How? The date with Airflow...
So we want to solve the classic deadlock problem. Classic problems, also have classic solutions, and the immediate one is with a Queue. So Kafka? Right?
Turns out, the answer lies in the context, and our experiences thus far. Deadlocks come in all shapes and sizes. So do bugs. No matter how resilient your systems are, one must prepare for eventual failures. Additionally, if one is failing fast, one should also recover fast.
The Kafka approach would be to keep two partitions, one is the main queue and the other is the failure queue. If something goes awry in the main queue, it is moved to the failure queue and requeued after the bug is fixed, or deadlock is resolved after a delay. It is a relatively complex architecture which might require additional plumbing(logging, runtime tracking etc) to get right correctly.
In comes airflow. The two most important features that were of utmost importance were, the airflow-rest-api and BashOperator. Now akin to our previous example, the flow is:
1. Upload the bank clearing file to storage.

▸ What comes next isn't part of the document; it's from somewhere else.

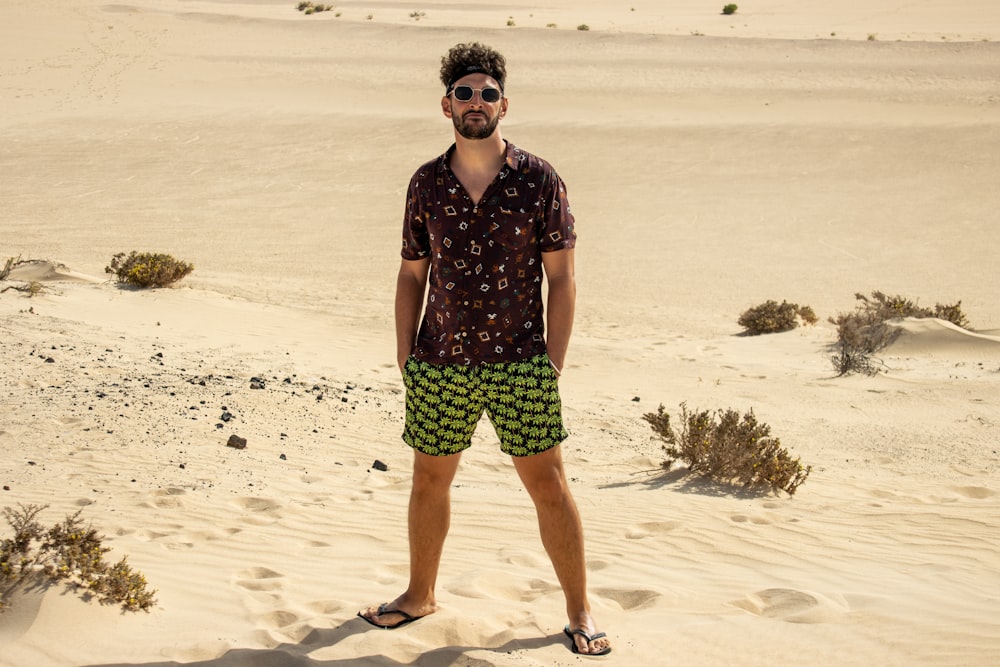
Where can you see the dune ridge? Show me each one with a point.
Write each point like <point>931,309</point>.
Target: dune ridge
<point>765,159</point>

2. Start the processing job, via a GET call to the airflow server and by passing a json configuration object.
3. A bash job is started with the configuration object being passed as a parameter to the script.
Yes, we are using airflow as simply a task queue with none of its scheduling capabilities. Why? because just the tooling around it is so good! We have clear visibility into logging, alerting mechanisms are baked right into it, with a task parallelism of 1, we ensure no other transaction gets in between.
Soon, we extended this into a framework, whereby all things accounting are pushed through this "queue". There's a router script at the very front which, depending on the configuration object, routes the code flow. Essential, and long running tasks like day end etc have been moved here.
Keep it simple sweet
I had a Problem, so I decided to use java, now I have a ProblemFactory
The key takeaway, and our north star deciding our choices is the desire to keep the code simple, linear and predictable. We have dealt with complex MVCs and ORMs that jump over 10 different files to perform a simple SELECT query. It is okay to have complex external tooling that keeps watch over the pipeline. However, introducing code that has nothing to do with business logic and is only there for squashing bugs that came up because of a really cool asynchronous callback driven architecture is not really, cool.